Both strategies are likely to lead to success rates of around 50%. This may seem weak but having a 50% effective vaccine would be a big step forward both at the individual level but also at the population level. In fact, the vaccinated populations would then be those living in areas of high endemicity of the virus or at risk (MSM, prostitutes …). The impact on the evolution of the epidemic of such a vaccine has been very well modeled notably by the IAVI consortium (International AIDS Vaccine Initiative).

The grail of neutralizing antibodies

Important are these advances, they do not allow to induce neutralizing antibodies broad spectrum. This is the only way to ensure highly effective protection at the individual level.

If it has long been thought that such a vaccine would remain a chimera, recent data suggest that this is not the case. Studies in the United States in at-risk cohorts have found that broad spectrum neutralizing antibodies can be detected in approximately 1% of HIV-infected individuals.

Despite their presence, the virus continues to replicate in the body of these patients. However, when these antibodies are purified, it is noted that they are able to block the infection of more than 90 to 95% of HIV1 strains in the laboratory.

This is important because if, in the long term, an individual infected with HIV has to defend against many different viruses, he is initially infected with a single virus. If a vaccine could induce such antibodies, it would be 90 to 95% protective!

Strategies are currently underway in animal trials to induce such antibodies. They are quite complex, and their clinical development in humans is much less advanced than those previously described.

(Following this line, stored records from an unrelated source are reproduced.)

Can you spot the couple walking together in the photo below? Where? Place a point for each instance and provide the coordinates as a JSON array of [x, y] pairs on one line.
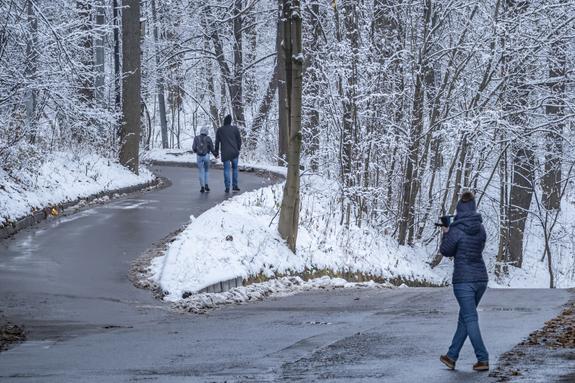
[[228, 136]]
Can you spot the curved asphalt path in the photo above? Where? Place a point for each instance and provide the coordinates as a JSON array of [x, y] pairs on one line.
[[65, 280]]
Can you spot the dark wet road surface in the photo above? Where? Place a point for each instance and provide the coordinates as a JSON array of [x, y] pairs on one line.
[[66, 280]]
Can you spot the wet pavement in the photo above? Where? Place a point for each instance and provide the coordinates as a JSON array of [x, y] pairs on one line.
[[66, 281]]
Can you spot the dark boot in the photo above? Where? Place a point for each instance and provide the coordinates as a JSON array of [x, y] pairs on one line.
[[481, 366], [450, 363]]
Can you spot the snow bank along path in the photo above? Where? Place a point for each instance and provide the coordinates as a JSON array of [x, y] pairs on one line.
[[63, 180], [238, 239]]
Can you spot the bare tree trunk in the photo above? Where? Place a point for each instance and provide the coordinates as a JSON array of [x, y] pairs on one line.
[[236, 86], [87, 88], [555, 110], [283, 117], [117, 74], [130, 137], [411, 178], [31, 69], [99, 48], [289, 214], [160, 80]]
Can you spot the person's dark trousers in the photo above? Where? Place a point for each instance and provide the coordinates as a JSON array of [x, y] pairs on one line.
[[468, 296], [234, 165]]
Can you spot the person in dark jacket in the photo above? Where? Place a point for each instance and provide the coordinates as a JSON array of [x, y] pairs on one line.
[[203, 146], [229, 138], [464, 240]]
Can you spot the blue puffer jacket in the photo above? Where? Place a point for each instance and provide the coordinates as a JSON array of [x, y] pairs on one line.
[[465, 241]]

Other anti-HIV vaccine strategies have been developed based notably on the induction of a CD8 LT response. Unfortunately, most of them have proved ineffective in clinical trials in humans.

With respect to CD8 LTs, only one track appears promising, but it has been evaluated only in non-human primates, inducing a 50% protection.

The search for an HIV vaccine is still very active, and the results of the two ongoing Phase 3 clinical trials are highly anticipated.

The recent discovery of the existence of broad-spectrum neutralizing antibodies in some patients represents great hope for the future development of an effective vaccine at the individual level.

And regardless of the results, the knowledge gained from this HIV work will improve the design of vaccines against other complex pathogens that have a high ability to mutate, such as the virus. of the flu.